Repl.it Clone

Browser can't run different types of code (eg. C++ or Rust or Go etc.) directly under the hood. It can use something like WebAssembly but it does not scale very well and also does not support all packages for all languages. This is what repl.it solves. It runs the code on the server and sends the output back to the browser.

Why is building repl.it hard ?

Remote code execution

Allowing users to execute any code on the server presents a significant security threat. It's crucial to implement a sandbox environment for code execution to mitigate this risk.

Long running processes

Resources are allocated for code execution and must remain so until the user explicitly stops the process or disconnects from the server. If not managed correctly, this could lead to substantial resource depletion.

Shell access inside browser

Implementing a shell-like interface within a browser is a complex task. It involves several potential challenges such as transmitting code to the server, retrieving and displaying the output with appropriate syntax highlighting, managing errors, and ensuring security measures are in place (for instance, preventing users from executing commands like rm -rf /).

File Storage

It's essential to securely and efficiently store all user-generated files. This process involves managing file permissions to ensure users can only access their personal files, offering a method for users to retrieve their files, and maintaining file persistence even after the user session ends.

Architecture of our `repl.it clone v1`

Storing Initial Code Templates

Upon visiting the website, users are presented with a code editor pre-populated with default code corresponding to their chosen language or framework. This initial code is stored in an object storage service (like S3) and is retrieved when the user accesses the website.
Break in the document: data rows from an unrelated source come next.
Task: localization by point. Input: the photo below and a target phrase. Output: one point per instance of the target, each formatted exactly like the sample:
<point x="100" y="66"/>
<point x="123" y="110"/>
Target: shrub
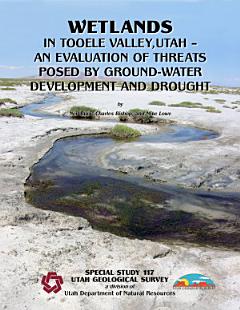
<point x="156" y="102"/>
<point x="83" y="112"/>
<point x="124" y="132"/>
<point x="11" y="112"/>
<point x="141" y="116"/>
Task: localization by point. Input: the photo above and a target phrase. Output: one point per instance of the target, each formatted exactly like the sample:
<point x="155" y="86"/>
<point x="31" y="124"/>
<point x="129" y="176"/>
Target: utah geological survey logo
<point x="194" y="280"/>
<point x="52" y="282"/>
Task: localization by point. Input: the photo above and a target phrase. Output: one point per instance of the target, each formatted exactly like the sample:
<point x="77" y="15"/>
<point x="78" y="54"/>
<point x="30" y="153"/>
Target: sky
<point x="214" y="24"/>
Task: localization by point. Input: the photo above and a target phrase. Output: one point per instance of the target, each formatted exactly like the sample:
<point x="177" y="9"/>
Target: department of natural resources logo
<point x="52" y="282"/>
<point x="194" y="281"/>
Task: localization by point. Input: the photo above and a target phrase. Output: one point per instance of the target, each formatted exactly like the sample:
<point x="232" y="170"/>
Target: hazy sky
<point x="215" y="24"/>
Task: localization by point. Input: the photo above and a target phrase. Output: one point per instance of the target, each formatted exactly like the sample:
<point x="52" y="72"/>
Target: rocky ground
<point x="34" y="242"/>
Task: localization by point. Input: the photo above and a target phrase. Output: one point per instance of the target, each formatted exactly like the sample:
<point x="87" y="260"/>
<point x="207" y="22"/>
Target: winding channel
<point x="69" y="178"/>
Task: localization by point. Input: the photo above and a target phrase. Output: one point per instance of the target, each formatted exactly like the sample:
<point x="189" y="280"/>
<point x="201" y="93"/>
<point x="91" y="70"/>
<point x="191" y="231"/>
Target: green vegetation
<point x="124" y="132"/>
<point x="83" y="112"/>
<point x="158" y="103"/>
<point x="8" y="88"/>
<point x="11" y="112"/>
<point x="187" y="104"/>
<point x="141" y="116"/>
<point x="9" y="100"/>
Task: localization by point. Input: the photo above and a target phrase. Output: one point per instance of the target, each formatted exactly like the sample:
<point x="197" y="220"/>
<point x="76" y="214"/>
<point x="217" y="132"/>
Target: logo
<point x="194" y="281"/>
<point x="55" y="280"/>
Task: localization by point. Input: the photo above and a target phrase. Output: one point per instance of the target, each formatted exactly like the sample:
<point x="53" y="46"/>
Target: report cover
<point x="119" y="154"/>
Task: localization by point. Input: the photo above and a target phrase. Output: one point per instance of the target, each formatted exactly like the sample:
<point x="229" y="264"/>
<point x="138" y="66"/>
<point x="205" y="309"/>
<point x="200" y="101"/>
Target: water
<point x="70" y="179"/>
<point x="34" y="109"/>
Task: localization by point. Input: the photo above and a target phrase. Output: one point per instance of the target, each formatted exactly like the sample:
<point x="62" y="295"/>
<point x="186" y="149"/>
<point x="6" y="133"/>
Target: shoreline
<point x="36" y="241"/>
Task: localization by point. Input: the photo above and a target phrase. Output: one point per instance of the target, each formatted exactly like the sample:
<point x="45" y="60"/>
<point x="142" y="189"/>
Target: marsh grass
<point x="124" y="132"/>
<point x="10" y="112"/>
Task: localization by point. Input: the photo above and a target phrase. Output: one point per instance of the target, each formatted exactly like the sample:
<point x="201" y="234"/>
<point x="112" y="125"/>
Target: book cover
<point x="119" y="154"/>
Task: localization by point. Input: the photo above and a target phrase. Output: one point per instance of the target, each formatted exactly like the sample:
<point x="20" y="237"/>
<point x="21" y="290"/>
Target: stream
<point x="69" y="178"/>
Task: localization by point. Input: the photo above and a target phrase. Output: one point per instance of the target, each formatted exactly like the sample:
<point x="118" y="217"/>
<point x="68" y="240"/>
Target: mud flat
<point x="35" y="241"/>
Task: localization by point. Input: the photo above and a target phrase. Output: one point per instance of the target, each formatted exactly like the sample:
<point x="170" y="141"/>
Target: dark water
<point x="70" y="179"/>
<point x="34" y="109"/>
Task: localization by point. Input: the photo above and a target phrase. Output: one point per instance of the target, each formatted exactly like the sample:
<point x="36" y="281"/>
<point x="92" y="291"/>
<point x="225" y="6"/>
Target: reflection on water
<point x="68" y="179"/>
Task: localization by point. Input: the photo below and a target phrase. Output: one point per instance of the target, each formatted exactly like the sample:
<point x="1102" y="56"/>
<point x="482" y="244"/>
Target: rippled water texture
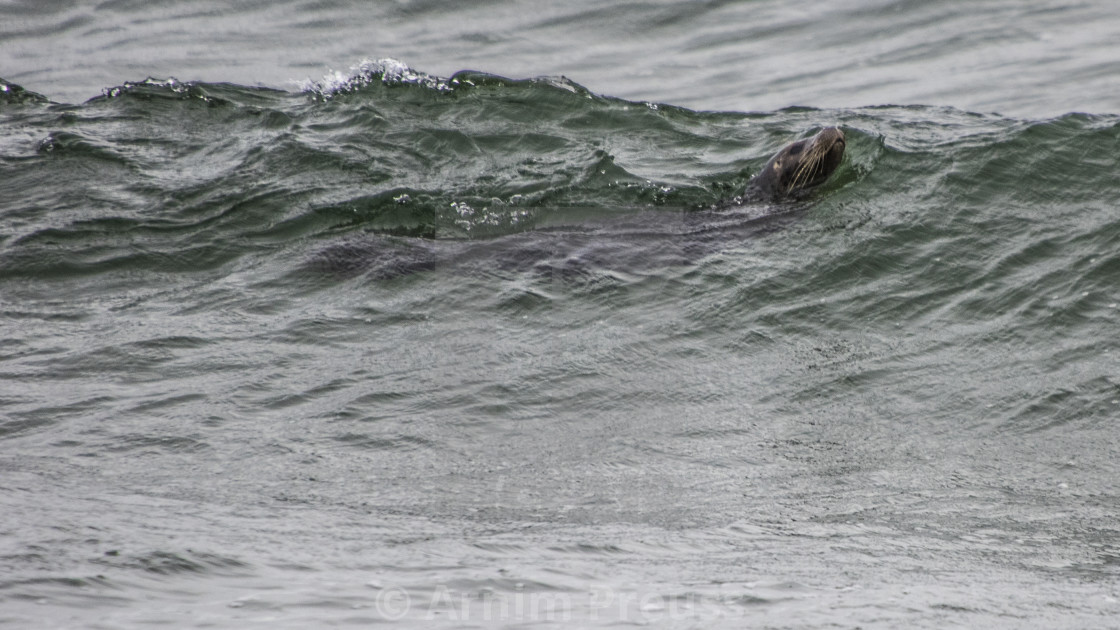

For example, base_go_code is used for the Go language, base_python_code for Python, and base_react_code for a React project.

Environment Setup and Initial File Transfer

The base code is transferred to a server where necessary dependencies are installed. For instance, a React project would require a setup with Node.js and React of appropriate versions. The root directory's contents are then sent to the user's browser, but only the top-level files and directories. Files within a directory are not immediately sent; they are transferred when the user opens the directory. Similarly, when a user double-clicks a file to open it, its contents are sent to the user's browser. This process is known as lazy loading.

Why lazy loading?

This approach reduces the amount of data sent to the user's browser, improving performance and reducing latency. It also allows for a more efficient use of resources on the server, as only the necessary files are transmitted.
Lazy loading also allows for collaboration features, as changes made by one user are immediately sent to the server and then broadcast to all other users connected to the same environment.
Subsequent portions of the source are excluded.